I mean is it possible to make unified memory systems with good performance or is it not really feasible due to memory timing/trace length issues?
It’s possible if you’re willing to go with much slower RAM than GPUs like but CPUs often use. Thats what integrated graphics laptops have done for a long time right?
But can you get high end CPU and GPU performance with unified memory and maintain user upgradable memory in a reasonable way? Thats what I don’t know.
> I mean is it possible to make unified memory systems with good performance or is it not really feasible due to memory timing/trace length issues?

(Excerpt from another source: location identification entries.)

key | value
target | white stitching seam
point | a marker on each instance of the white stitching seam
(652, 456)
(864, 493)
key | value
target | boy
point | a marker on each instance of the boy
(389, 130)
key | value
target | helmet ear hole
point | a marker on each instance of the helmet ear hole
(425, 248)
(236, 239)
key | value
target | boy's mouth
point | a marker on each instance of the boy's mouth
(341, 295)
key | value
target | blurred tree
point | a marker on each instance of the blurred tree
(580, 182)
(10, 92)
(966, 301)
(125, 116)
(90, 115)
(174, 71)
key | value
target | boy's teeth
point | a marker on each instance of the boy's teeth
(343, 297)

LPCAMM and similar solutions exist, but have never been demonstrated running at speeds that match what the leading soldered memory systems are using; there's always been some speed penalty. I'm not sure we've ever seen a system demonstrated using LPCAMM or similar for a 512-bit bus to match Apple's Max tier SoCs, so it's somewhat of an open question whether those solutions can offer upgradability at the high end of the market for unified memory systems.
> LPCAMM and similar solutions exist, but have never been demonstrated running at speeds that match what the leading soldered memory systems are using; there's always been some speed penalty.
LPCAMM2 supports up to 9600MT/s, which appears to be the same speed Apple is using.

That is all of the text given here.